When you’re a healthcare provider, there’s an unwritten rule to follow when it comes to alcohol: Take whatever amount of alcohol the patient actually admits to drinking, and double or triple it to get the real picture. For some reason, it’s something that almost everyone lies about. Maybe because we intuitively know that even in “moderate” amounts, it’s damaging our bodies, our relationships with others, and preventing us from coping in healthier ways.
The media loves to justify your nightly glass of red wine and say “it’s good for your heart”, or “people who drink daily live longer”. Not only that, but thanks to social media, ‘mommy wine culture’ now tells us that the best way to parent is with a glass of wine in hand. Maybe instead of encouraging moms to drink wine to cope with impossible expectations and infinite to-do lists, we could encourage slowing down and as a society, decide that if our expectations of mothers are driving them to drink on a nightly basis, we’re doing something very wrong. That’s a rant for another time though.

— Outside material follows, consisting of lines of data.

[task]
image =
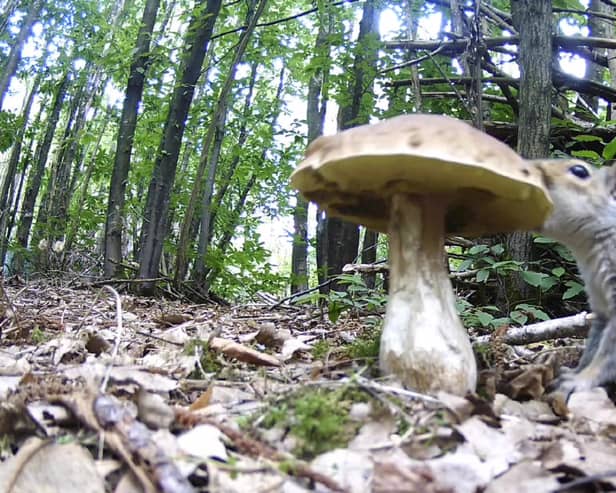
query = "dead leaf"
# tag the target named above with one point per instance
(242, 353)
(58, 467)
(351, 470)
(524, 477)
(203, 400)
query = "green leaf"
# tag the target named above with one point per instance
(478, 249)
(465, 265)
(609, 151)
(587, 138)
(483, 275)
(533, 278)
(484, 318)
(498, 249)
(575, 288)
(518, 317)
(544, 240)
(587, 154)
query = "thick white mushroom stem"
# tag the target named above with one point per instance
(423, 343)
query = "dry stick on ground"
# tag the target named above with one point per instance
(574, 325)
(256, 449)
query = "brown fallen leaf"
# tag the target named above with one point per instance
(41, 465)
(242, 353)
(203, 400)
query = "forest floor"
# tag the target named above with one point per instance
(264, 398)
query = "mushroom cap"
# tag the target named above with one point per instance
(488, 186)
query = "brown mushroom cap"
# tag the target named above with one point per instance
(489, 188)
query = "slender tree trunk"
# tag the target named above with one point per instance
(217, 128)
(66, 172)
(342, 236)
(14, 57)
(533, 19)
(229, 230)
(124, 145)
(226, 179)
(315, 116)
(90, 166)
(601, 28)
(36, 173)
(153, 231)
(7, 192)
(58, 179)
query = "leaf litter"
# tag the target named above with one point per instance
(106, 392)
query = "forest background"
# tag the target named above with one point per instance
(153, 140)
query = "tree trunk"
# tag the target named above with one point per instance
(226, 179)
(89, 158)
(601, 28)
(36, 173)
(533, 19)
(154, 230)
(217, 129)
(368, 255)
(124, 145)
(51, 206)
(230, 228)
(7, 193)
(342, 236)
(315, 117)
(14, 57)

Let’s stick to the facts regarding alcohol and your physiology:
- People who drink just 1-7 drinks per week have measurably smaller brains than people who drink less than that. (And when it comes to brains, size MATTERS.) Of course, the more the number of drinks goes up per week, the more shrinkage we see. This impact is even more profound if alcohol is consumed before the brain is fully formed (ie, underage drinking)
- With heavy drinkers, the amount of blood flow to the brain decreases as well. This means brain fog, impulsivity, and increased risk of dementia. Even moderate drinkers can have up to a 57% increased risk of developing Alzheimer’s!
- Just 1-2 glasses of wine per night specifically shrinks the hippocampus–the memory center of your brain! Can’t remember what you had for breakfast or the new coworker’s name? Maybe it’s the wine…
- Are you still pretending it helps you sleep? Definitely not true. You might feel like you fall asleep faster, but the sleep quality is so much poorer. Not to mention it will make your sleep apnea worse (meaning far less oxygen to your brain overnight!)
- Alcohol, even in small amounts, is known to alter our immune response as well. This can mean anything from more frequent illnesses to increased risk of cancer!
- Weight gain or struggling to lose weight can also become a problem if you drink. Not only is alcohol a big source of empty calories, but it inhibits leptin and GLP-1, hormones that inhibit your appetite. Don’t complain that you’re “doing everything right and still not losing weight” if you’re not willing to swap out your happy hour habits.
- Hormone health. Studies show that women will INCREASE their androgen production (male hormones–hello, PCOS + acne!) and men will DECREASE their testosterone production with drinking. That leaves us with some not-so-fun symptoms, not to mention fertility issues.
- Alcohol also has the potential to make our guts leakier and make bacterial imbalances even worse. You know by now, gut health is the cornerstone of whole-body health.
- Have you been told you have issues with histamine? Alcohol is HIGH in histamine and will make symptoms significantly worse.
- Lastly, it goes without saying that your poor liver is unable to keep up with detoxifying the daily toxin exposures you encounter when it’s bogged down by your alcohol consumption. This creates a beast of its own that can increase risk of nearly every chronic disease.
Just because its a social norm, doesn’t mean it’s not impacting your health. If you’ve got issues that just won’t resolve, weight that refuses to come off, or traumas that you’ve avoided processing, maybe it’s time to consider completely cutting out alcohol–you know, before you literally ‘lose your mind’.